Lissa guided the car along a narrow road that took us between banks of roses, not so much a formal garden as an almost impromptu arrangement of beds, all different sizes and shapes, with lawn stretching like green aisles between them. Here and there a stone bench sprouted, a double bench, actually, with seats facing in both directions and sharing a single backrest between them. Then a high wall appeared in front of us, nothing fancy, just rough, weathered redwood, grayed by exposure to the elements and absolutely perfect for the site. Lissa pulled around it, and I saw half a dozen parking spaces.

“This is beautiful,” I said.

“Isn’t it.” She undid her seat belt and got out of the car. “Like a lot of the good things in my life, it came from ‘Once a Witch.’ ” We were walking by now, heading back around the wall toward the roses. “Years ago, back in the 1980s, I had a part in another sitcom, ‘In the Family Way.’ You don’t have to pretend to remember me. I played the next-door neighbor, and I had brown hair and nothing but straight lines. We had this darling makeup man, Buddy Mendoza, who’d been forever with his friend Charles. Charles was an agent who’d done very well, and he and Buddy were just rolling in money. I once asked Buddy why he continued to work, and he said, ‘All my life I’ve been playing with makeup, Lissa, so why would I stop now?’ ”

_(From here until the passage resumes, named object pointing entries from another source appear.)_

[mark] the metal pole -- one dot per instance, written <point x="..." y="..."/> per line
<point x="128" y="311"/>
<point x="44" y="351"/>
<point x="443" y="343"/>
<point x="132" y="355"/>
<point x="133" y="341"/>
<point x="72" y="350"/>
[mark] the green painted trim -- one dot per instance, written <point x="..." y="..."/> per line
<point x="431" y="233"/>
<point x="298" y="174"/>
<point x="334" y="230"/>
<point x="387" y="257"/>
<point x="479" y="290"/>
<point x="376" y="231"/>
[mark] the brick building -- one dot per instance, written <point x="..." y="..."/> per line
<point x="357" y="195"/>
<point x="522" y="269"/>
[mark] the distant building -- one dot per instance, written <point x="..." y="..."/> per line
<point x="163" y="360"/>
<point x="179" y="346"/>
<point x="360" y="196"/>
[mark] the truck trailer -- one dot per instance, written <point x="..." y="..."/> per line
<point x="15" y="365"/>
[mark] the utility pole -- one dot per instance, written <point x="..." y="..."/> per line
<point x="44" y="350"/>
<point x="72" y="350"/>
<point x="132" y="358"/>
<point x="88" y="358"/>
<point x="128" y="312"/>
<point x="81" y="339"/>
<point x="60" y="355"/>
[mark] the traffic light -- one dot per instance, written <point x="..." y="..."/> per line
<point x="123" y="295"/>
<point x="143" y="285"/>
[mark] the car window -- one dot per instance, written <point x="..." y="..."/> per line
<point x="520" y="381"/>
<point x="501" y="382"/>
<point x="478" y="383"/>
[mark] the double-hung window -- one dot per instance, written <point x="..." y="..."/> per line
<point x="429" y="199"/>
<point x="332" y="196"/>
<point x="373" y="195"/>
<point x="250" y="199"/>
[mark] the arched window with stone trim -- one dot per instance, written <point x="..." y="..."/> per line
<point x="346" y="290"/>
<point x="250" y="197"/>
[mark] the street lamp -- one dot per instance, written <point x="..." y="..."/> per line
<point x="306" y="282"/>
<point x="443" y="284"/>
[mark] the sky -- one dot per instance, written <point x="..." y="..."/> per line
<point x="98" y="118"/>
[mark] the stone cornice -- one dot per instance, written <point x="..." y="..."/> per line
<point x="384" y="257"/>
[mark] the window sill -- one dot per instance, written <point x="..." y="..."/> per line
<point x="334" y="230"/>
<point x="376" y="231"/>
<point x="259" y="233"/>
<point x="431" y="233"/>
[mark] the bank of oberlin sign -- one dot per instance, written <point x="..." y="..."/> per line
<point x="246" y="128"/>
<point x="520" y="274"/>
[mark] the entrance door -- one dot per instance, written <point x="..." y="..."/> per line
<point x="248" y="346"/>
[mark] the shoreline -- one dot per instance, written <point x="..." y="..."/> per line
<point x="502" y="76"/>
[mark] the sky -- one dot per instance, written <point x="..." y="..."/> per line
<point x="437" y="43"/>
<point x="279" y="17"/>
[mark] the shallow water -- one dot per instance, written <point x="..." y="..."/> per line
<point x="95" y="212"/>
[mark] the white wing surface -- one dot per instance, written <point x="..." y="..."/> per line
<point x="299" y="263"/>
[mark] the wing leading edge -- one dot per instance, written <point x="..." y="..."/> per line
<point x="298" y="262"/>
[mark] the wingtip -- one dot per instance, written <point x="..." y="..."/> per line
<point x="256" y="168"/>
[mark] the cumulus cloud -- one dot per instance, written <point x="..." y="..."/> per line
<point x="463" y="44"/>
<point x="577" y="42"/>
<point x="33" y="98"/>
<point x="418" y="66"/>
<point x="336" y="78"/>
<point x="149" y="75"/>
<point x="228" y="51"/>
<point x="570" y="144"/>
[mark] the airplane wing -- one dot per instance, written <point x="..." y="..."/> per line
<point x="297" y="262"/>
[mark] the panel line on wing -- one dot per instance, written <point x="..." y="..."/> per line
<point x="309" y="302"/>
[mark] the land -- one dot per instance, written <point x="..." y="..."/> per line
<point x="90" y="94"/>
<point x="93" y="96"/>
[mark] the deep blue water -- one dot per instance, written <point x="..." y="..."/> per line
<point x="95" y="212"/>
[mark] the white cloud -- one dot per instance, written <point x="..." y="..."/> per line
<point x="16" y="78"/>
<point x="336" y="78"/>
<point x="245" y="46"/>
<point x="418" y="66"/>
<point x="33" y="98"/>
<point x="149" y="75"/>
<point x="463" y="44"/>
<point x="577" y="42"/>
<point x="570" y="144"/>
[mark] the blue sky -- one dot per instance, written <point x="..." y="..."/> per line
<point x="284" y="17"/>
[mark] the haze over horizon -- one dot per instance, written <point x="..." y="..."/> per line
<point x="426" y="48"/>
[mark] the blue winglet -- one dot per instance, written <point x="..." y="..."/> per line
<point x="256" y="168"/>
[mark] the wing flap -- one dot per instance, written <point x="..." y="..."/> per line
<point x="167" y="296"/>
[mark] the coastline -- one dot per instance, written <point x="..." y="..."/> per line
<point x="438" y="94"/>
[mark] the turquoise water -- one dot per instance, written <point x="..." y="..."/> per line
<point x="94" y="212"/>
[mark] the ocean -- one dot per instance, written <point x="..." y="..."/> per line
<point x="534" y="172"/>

She led me along a strip of meticulously mowed grass between beds of roses that stood four and five feet high, most of them in full bloom. The air was thick with scent, and I could hear the lazy drone of bees. “Anyway, during our second season on ‘Family Way,’ Charles died. When Buddy read his will, it turned out that he wanted to be cremated and have his ashes placed in a
hole and have a rose bush—he specified a damask rose, one of the very old varieties—planted on top of him, so he could supply nitrogen to the flowers. He’d bought a few acres up here but he and Buddy had never built on it. We go right, here.”

I followed her as she turned. The green path we were now taking led to a circle of roses perhaps thirty feet in diameter, with a smaller circle of grass in the center. “So Buddy brought Charles’s ashes up here and did what Charles had wanted, and that rose just exploded. You could practically see it grow. This was the time, I’m sure you’ll remember, when men like Buddy and Charles were dying by the dozen every day. And Buddy had brought some of his friends up here when he planted Charles’s rose. The idea sort of took hold in their hearts.”

We entered the circle of roses. At the center was a round bench, and Lissa sat down and indicated a rosebush, not very tall but profusely adorned with blooms of a red so dark it was almost black. There was a small pewter plaque in front of it that said
Henry Wellman
. “There he is,” she said. “My Henry. He chose the rose, which is called ‘Othello,’ because of its color, thank you, not as a comment on our marriage, which was mostly free of jealousy. By the time Henry passed on, there were almost fifty people buried up here, mostly gay men, but not all of them, and Buddy was fighting tooth and nail with the city, which wanted to close the place down. Anything new, anything beautiful, just brings out the worst in bureaucrats. By that time, I was rich from ‘Once a Witch’ and Henry’s real estate, and I bought all the property on both sides and hired lawyers. It took a bunch of lawsuits and newspaper stories and some stuff on television, but the little gray men eventually went away. The funny thing is that two of the men who fought the hardest to stop Buddy have their own roses here now.”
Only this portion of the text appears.